Bonne nouvelle pour Bob Dylan. Mardi, la justice a rendu son verdict : le chanteur ne sera pas condamné pour ses propos déplacés sur le peuple croate. La décision a été annoncée à l’AFP par Me Thierry Marembert, l’avocat du mythique chanteur américain. En novembre dernier, la star – qui avait reçu la Légion d’honneur de la part d’Aurélie Filippetti – avait été mis en examen à Paris après une plainte avec constitution de partie civile du Conseil représentatif de la communauté et des institutions croates de France (CRICCF). Pour cette organisation, Bob Dylan s’était rendu coupable de «complicité d’injures publiques» et «de provocation à la haine» après une interview accordée au magazine Rolling Stone, en octobre 2012.

Dans cet entretien, l’artiste américain avait répondu à une question portant sur la guerre de Sécession et sur sa vision des États-Unis aujourd’hui. «Ce pays est trop obsédé par la couleur de peau. Je pense que les Noirs savent que certains blancs n’auraient jamais abandonné l’esclavage et que si on les avait laissés faire, ils seraient encore aujourd’hui sous leur joug.
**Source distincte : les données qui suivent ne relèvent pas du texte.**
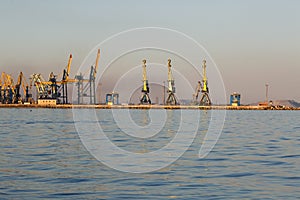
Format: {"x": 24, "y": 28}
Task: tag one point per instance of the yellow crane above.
{"x": 82, "y": 89}
{"x": 145, "y": 99}
{"x": 8, "y": 88}
{"x": 205, "y": 99}
{"x": 197, "y": 91}
{"x": 65, "y": 80}
{"x": 171, "y": 100}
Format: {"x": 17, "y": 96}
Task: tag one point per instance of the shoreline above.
{"x": 187, "y": 107}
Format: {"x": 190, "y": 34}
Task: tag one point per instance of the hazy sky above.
{"x": 253, "y": 42}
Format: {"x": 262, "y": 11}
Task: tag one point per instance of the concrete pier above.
{"x": 190, "y": 107}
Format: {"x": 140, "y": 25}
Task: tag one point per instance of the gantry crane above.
{"x": 7, "y": 88}
{"x": 22, "y": 84}
{"x": 196, "y": 94}
{"x": 145, "y": 99}
{"x": 18, "y": 97}
{"x": 39, "y": 82}
{"x": 83, "y": 89}
{"x": 171, "y": 100}
{"x": 205, "y": 100}
{"x": 65, "y": 80}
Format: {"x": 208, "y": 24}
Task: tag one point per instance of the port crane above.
{"x": 65, "y": 80}
{"x": 22, "y": 84}
{"x": 171, "y": 100}
{"x": 197, "y": 91}
{"x": 145, "y": 99}
{"x": 205, "y": 99}
{"x": 82, "y": 89}
{"x": 7, "y": 89}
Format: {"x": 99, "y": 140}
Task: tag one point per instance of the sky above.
{"x": 252, "y": 42}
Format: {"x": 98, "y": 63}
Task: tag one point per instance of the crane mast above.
{"x": 205, "y": 99}
{"x": 171, "y": 100}
{"x": 65, "y": 80}
{"x": 145, "y": 99}
{"x": 197, "y": 91}
{"x": 93, "y": 74}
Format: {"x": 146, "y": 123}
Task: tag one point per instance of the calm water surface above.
{"x": 256, "y": 157}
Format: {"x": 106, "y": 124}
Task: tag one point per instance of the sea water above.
{"x": 257, "y": 156}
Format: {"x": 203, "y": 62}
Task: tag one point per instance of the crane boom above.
{"x": 145, "y": 81}
{"x": 205, "y": 87}
{"x": 145, "y": 99}
{"x": 171, "y": 87}
{"x": 68, "y": 68}
{"x": 96, "y": 64}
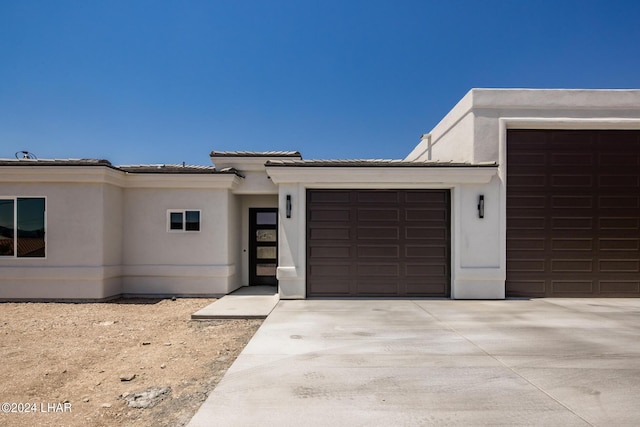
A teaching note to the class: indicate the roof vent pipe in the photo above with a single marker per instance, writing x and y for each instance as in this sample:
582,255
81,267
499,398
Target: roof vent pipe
426,137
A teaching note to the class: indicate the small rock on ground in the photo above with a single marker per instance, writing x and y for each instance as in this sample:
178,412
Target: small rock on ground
147,398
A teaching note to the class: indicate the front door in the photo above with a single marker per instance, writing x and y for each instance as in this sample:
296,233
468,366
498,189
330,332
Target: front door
263,246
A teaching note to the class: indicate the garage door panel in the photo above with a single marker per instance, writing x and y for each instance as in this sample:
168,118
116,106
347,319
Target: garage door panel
533,243
330,234
569,223
397,245
620,202
330,270
577,287
531,182
572,244
438,252
527,223
527,265
420,233
618,160
377,197
571,201
619,223
332,251
572,159
587,226
620,265
571,266
378,214
330,215
620,244
378,251
615,287
377,233
426,270
335,287
436,198
377,288
420,215
619,181
433,287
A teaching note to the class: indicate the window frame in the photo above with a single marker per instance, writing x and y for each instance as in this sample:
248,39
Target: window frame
15,227
183,212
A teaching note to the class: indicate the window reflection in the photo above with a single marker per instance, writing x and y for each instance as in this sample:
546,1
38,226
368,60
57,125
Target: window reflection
30,228
266,218
266,252
6,228
266,235
265,270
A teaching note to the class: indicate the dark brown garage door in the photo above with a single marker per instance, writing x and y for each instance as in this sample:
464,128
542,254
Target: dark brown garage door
378,243
573,213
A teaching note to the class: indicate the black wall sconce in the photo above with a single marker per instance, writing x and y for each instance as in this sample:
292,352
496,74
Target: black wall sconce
481,206
288,206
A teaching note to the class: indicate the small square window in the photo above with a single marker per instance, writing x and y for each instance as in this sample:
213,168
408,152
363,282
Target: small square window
192,222
183,220
176,220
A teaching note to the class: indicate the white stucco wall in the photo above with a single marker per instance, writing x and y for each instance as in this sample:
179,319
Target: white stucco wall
475,131
81,252
158,261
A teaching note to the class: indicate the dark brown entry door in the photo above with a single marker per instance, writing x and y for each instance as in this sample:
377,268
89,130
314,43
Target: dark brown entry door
573,213
263,246
384,243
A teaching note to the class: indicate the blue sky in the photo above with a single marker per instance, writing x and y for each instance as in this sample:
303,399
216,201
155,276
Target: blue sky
169,81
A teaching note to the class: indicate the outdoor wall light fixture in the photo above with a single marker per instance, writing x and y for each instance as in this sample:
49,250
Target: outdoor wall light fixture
481,206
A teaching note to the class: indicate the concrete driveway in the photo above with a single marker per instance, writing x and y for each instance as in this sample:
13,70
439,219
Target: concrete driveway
555,362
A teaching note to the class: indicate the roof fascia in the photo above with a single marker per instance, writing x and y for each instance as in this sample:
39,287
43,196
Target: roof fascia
368,177
107,175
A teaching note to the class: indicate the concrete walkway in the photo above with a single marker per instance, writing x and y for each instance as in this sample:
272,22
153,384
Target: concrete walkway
550,362
248,302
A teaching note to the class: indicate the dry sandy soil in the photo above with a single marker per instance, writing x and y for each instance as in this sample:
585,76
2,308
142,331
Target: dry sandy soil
81,364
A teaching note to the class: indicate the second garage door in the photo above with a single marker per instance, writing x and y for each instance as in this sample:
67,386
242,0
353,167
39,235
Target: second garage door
378,243
573,213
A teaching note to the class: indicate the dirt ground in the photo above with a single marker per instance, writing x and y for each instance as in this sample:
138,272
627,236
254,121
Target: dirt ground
64,364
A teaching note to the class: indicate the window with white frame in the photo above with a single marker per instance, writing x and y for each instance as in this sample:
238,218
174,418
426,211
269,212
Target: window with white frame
22,227
183,220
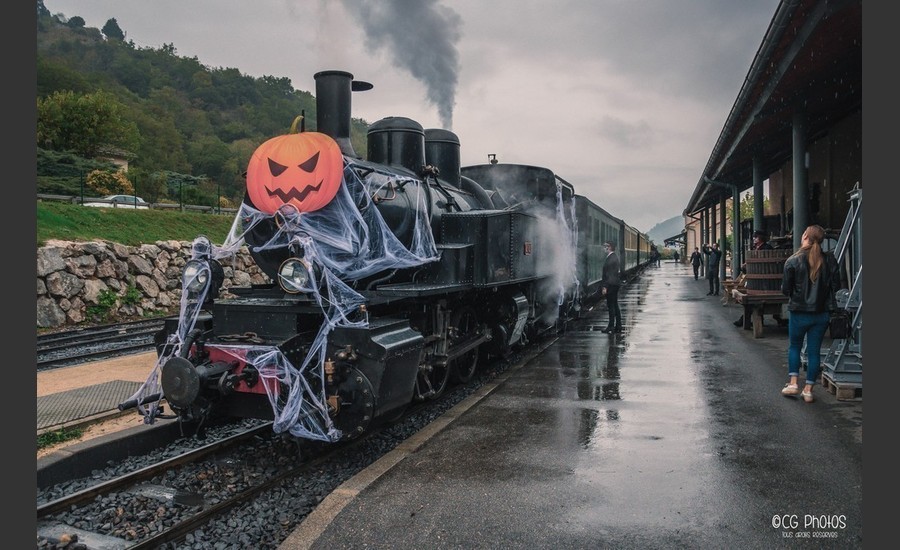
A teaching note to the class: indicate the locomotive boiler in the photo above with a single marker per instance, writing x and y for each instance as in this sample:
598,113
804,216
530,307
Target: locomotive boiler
389,278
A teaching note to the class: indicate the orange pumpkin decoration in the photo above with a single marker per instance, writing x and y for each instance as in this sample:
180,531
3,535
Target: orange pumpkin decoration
303,170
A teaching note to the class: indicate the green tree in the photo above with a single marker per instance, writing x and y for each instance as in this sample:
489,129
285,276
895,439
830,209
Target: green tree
104,182
83,123
747,206
112,31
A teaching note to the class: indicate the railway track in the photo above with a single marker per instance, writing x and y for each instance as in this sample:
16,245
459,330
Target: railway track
84,345
159,505
251,495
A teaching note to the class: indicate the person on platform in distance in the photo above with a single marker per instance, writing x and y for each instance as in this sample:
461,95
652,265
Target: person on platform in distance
713,255
811,279
695,262
610,282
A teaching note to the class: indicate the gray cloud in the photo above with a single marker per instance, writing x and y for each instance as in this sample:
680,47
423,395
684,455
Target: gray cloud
421,38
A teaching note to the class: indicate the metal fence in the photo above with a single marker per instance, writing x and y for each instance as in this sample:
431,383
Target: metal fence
75,199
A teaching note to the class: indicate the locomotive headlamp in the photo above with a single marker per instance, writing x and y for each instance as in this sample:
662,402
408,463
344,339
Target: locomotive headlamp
295,275
196,275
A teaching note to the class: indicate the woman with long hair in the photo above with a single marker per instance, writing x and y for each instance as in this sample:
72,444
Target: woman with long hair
811,279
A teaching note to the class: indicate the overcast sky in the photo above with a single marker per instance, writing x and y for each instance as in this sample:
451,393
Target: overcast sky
622,98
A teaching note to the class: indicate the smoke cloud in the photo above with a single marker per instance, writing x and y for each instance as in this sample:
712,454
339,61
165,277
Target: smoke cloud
421,37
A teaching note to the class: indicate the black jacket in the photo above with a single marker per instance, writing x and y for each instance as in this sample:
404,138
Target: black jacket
714,255
695,258
808,296
611,271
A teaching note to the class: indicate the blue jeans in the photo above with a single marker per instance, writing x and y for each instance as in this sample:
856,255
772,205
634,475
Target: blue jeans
812,326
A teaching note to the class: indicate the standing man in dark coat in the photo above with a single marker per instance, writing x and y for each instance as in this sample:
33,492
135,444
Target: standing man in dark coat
713,255
610,281
695,262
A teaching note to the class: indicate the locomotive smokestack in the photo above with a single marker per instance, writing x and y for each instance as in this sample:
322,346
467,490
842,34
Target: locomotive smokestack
333,89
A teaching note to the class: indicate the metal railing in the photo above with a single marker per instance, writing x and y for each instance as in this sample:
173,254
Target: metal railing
75,199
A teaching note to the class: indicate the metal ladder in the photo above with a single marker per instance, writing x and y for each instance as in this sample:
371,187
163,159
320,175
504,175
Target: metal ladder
843,362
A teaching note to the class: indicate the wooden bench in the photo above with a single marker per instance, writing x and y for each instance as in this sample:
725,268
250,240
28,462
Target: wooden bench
758,303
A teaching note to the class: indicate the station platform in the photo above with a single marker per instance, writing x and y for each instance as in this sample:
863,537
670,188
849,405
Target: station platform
672,434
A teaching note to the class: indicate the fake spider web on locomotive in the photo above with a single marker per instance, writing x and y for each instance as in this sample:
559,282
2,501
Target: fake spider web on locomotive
387,278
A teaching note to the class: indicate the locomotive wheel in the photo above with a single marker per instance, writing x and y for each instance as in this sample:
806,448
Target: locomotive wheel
464,324
431,381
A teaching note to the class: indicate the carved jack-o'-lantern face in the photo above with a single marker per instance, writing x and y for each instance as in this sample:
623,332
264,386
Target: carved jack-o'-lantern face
303,170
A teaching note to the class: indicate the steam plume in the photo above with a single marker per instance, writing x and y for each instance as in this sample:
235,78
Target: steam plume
421,37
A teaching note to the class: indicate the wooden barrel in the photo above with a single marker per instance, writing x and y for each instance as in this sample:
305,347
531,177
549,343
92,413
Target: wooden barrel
765,268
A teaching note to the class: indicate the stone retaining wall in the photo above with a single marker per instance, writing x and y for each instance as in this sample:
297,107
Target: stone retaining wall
74,280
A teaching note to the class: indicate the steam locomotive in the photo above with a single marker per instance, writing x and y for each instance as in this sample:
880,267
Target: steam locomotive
391,277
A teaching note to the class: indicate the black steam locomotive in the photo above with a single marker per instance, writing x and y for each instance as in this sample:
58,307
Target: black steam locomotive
391,277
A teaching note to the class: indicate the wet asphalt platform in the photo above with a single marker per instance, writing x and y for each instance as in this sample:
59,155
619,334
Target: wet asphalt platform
673,434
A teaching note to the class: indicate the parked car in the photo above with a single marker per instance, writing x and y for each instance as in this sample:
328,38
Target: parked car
121,201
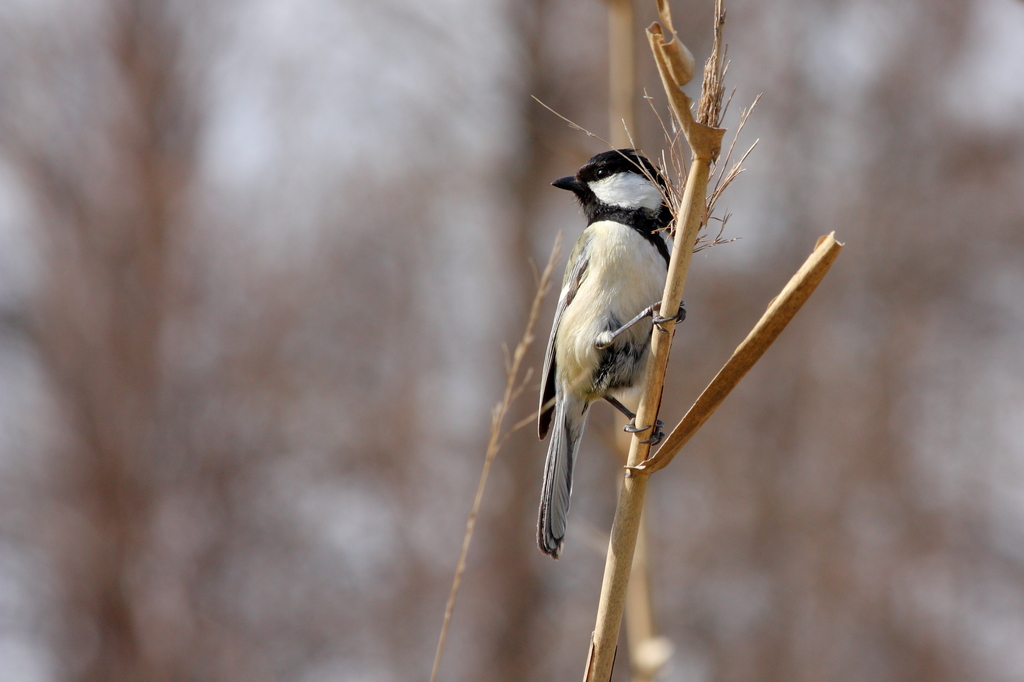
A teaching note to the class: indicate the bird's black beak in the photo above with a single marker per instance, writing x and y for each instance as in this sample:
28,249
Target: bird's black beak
568,182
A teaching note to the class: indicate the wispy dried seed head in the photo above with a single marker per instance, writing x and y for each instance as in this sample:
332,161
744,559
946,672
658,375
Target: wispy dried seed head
713,90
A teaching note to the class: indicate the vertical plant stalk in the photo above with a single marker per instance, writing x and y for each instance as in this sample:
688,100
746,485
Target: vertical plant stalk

Ils ne peuvent pas prétendre ne pas le savoir, avait expliqué l’interprète de Like a Rolling Stone. Si vous avez du Ku Klux Klan dans le sang, les Noirs peuvent le sentir, même encore aujourd’hui. Tout comme les Juifs peuvent sentir le sang nazi et les Serbes le sang croate».

Des propos ambigus qui avaient eu le don d’énerver Vlatko Marić, le secrétaire général de la CRICCF. Ce dernier avait considéré que la déclaration du septuagénaire était synonyme d’incitation à la haine raciale.

Ce mardi, la juge parisienne en charge du dossier a donc décidé de ne pas poursuivre le chanteur. En effet, Bob Dylan avait donné son accord pour la publication de l’interview dans la version américaine du magazine, mais pas dans l’édition française. Pour le musicien, il ne s’agit donc pas d’une complicité de délit de presse. Selon Le Point, qui a obtenu les informations d’une source proche du dossier, la juge a estimé que pour reconnaître la complicité, la jurisprudence exige que soit rapportée la preuve de l’accord de la personne interviewée, non seulement sur la publicité des propos, mais également sur les modalités de publication. Bob Dylan sort ainsi blanchi de cette affaire. En revanche, la justice a ordonné le renvoi en correctionnelle pour «injures publiques» et «provocation à la haine» du directeur de publication de l’édition française de Rolling Stone.